Container orchestration system Kubernetes has seen huge growth in adoption over the past five years, as organizations look to integrate cloud-native technologies into their workflow. However, while the implementation of containerized solutions were built for ease of use, many businesses are experiencing security issues which have led to delays in application deployment.
According to this year’s edition of Red Hat’s State of Kubernetes security report, over two thirds of organizations surveyed have had to delay deployment of an application due to security concerns related to Kubernetes. Part of this is due to unfamiliarity with the new technology, which can lead to unforeseen security challenges. Organizations that aren’t prioritizing security early are the least likely to see the improvements brought about by containerization, such as faster release cycles, bug fixes, and flexibility.
Alongside a majority of organizations having to delay due to security concerns, 90 percent also experienced a security incident in the preceding 12 months. Most of the security incidents occurred during the runtime phase, while a further 45 percent of incidents were detected misconfigurations.
According to Red Hat, security controls for Kubernetes are difficult to customize and integration into operational environment, which has led some organizations to bypass them entirely, leaving an application more vulnerable to attack. This is apparent on every layer of Kubernetes implementation, with organizations bypassing the implementation of SELinux and pod-to-pod communication security mechanisms through network policies and role-based access controls.
“Because Kubernetes security also extends into application security, container security, identity management, and zero trust, security professionals must have basic familiarity with all of them and be able to collaborate across the team,” said Sandy Carielli, a principal analyst at Forrester, to ITPro. “Kubernetes is a Venn diagram over security disciplines and organizations can’t confine their discussion of Kubernetes security to just the Kubernetes settings.”
Despite the high levels of security incidents and delays to application deployment, developers are worried that Kubernetes security is not taken seriously enough.
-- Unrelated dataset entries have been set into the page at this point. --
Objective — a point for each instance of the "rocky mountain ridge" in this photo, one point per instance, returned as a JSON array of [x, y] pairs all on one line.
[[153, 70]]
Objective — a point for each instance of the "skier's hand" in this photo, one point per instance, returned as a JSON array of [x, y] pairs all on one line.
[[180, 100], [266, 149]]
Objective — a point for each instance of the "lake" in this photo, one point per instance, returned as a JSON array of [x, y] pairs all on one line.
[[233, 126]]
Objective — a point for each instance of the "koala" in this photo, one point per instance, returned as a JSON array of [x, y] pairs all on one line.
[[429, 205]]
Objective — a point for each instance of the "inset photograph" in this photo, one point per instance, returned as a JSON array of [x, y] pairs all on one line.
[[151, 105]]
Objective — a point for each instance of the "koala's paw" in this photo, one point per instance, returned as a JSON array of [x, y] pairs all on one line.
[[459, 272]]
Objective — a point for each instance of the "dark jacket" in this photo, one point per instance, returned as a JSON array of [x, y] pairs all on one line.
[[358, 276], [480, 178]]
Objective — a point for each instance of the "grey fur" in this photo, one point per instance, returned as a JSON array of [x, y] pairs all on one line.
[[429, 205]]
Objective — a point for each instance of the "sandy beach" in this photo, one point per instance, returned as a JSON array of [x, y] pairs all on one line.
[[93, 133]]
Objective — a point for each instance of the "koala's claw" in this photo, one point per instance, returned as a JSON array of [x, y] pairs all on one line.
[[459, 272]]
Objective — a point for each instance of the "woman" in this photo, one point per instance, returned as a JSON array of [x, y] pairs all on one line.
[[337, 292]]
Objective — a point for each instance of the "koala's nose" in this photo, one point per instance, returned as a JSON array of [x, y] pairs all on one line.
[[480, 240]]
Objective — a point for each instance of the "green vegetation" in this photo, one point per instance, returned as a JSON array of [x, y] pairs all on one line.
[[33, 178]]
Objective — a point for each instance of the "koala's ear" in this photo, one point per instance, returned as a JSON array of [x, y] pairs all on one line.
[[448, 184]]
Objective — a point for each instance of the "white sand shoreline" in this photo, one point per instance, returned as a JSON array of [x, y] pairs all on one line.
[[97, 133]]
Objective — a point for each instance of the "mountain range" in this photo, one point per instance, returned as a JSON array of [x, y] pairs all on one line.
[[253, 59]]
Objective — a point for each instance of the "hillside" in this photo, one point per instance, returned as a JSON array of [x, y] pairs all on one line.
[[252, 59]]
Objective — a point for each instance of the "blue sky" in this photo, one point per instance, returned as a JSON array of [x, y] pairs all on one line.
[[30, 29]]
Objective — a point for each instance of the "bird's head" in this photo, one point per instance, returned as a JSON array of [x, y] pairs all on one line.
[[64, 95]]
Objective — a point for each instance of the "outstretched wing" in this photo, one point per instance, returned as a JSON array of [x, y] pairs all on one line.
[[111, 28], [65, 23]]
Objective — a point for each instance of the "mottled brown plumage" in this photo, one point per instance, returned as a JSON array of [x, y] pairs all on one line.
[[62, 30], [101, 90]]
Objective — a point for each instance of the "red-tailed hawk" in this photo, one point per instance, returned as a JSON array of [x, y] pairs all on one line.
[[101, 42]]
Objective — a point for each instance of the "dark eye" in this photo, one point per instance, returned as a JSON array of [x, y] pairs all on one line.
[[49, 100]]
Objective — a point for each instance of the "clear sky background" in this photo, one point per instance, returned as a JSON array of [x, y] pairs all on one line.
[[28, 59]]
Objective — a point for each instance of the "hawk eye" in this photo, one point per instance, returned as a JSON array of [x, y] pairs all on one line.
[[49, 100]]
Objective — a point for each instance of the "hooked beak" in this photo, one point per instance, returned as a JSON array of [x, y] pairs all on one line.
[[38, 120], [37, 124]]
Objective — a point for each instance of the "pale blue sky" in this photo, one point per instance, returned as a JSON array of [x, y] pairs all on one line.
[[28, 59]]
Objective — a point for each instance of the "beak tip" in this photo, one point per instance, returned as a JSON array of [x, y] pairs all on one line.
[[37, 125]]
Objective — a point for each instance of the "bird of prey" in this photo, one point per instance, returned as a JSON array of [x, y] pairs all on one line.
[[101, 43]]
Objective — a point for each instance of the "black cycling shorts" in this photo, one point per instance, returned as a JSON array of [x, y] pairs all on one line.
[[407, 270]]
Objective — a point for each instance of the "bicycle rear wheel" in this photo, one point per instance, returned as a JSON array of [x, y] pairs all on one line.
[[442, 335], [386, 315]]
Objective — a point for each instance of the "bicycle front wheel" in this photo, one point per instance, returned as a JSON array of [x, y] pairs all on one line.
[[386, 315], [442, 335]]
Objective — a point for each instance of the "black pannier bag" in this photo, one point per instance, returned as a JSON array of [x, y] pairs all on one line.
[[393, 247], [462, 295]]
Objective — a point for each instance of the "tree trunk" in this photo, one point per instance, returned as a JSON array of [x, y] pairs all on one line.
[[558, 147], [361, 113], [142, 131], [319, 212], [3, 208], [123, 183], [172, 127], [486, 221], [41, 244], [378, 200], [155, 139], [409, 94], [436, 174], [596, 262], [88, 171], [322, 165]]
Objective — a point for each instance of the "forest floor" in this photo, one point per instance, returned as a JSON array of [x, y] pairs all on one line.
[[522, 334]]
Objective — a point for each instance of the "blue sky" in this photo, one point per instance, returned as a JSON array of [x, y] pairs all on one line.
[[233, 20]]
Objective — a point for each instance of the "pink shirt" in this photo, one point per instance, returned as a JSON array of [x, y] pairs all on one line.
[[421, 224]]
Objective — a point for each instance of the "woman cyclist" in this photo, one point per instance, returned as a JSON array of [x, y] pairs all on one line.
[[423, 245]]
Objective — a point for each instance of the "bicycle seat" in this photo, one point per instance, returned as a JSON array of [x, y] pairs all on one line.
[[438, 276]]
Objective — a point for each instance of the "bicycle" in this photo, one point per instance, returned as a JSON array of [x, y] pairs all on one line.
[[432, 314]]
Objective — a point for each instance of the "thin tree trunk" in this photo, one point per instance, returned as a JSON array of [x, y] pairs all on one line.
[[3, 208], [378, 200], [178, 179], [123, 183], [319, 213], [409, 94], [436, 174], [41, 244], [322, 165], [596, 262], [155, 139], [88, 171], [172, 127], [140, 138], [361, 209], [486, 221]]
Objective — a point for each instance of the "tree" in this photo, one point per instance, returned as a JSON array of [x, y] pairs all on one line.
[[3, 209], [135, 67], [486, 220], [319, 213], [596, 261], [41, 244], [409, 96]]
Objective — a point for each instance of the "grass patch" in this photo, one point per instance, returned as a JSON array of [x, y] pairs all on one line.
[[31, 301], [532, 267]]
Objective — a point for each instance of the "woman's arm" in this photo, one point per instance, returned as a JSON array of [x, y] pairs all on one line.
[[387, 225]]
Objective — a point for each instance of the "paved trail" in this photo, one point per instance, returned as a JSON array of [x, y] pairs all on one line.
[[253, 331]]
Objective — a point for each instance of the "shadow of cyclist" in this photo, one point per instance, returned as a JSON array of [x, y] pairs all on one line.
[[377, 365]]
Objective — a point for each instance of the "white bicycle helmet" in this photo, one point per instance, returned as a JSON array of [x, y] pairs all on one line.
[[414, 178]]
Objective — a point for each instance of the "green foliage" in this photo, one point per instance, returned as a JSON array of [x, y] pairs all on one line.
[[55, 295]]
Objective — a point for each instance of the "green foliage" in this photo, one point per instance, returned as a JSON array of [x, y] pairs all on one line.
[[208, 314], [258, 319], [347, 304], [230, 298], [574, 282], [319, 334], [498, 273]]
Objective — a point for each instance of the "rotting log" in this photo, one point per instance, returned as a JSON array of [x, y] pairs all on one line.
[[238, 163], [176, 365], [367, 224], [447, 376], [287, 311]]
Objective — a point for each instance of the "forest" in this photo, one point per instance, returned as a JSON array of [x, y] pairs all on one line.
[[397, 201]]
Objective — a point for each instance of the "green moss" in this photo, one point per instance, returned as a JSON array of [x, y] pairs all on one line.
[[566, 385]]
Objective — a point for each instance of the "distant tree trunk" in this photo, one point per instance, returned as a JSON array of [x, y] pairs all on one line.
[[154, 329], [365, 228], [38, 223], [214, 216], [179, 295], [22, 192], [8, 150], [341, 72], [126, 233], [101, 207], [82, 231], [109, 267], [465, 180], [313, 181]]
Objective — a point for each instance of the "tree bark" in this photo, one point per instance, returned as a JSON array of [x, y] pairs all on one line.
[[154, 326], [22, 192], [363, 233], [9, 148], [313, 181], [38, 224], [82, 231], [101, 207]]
About a quarter of respondents are worried that their organizations container strategy is being implemented too slow, while 14 percent say it does not take into account compliance needs.
Security incidents have real-life impacts on employees and organizations, with 20 percent of respondents stating that an incident led to an employee termination and 33 percent experiencing a loss of revenue or customer due to an incident. A further 39 percent of respondents said a security incident had a negative impact to product success post launch.
Even with all of the security worries, there hasn’t been a slow down in Kubernetes adoption, although organizations on the whole are getting better at implementing a security strategy pre-deployment and retaining that strategy throughout the deployment of Kubernetes. The Cloud Native Computing Foundation has also, over the past half decade, added more security features to Kubernetes as standard, although organizations are still having some trouble configuring them, and quite a few turn them off by default.
In its summary, Red Hat said that organizations should start security strategies early and extend them across the full life cycle, use Kubernetes-native security architectures and controls, and build a bridge between DevOps and SecOps to enable a more cohesive security ecosystem.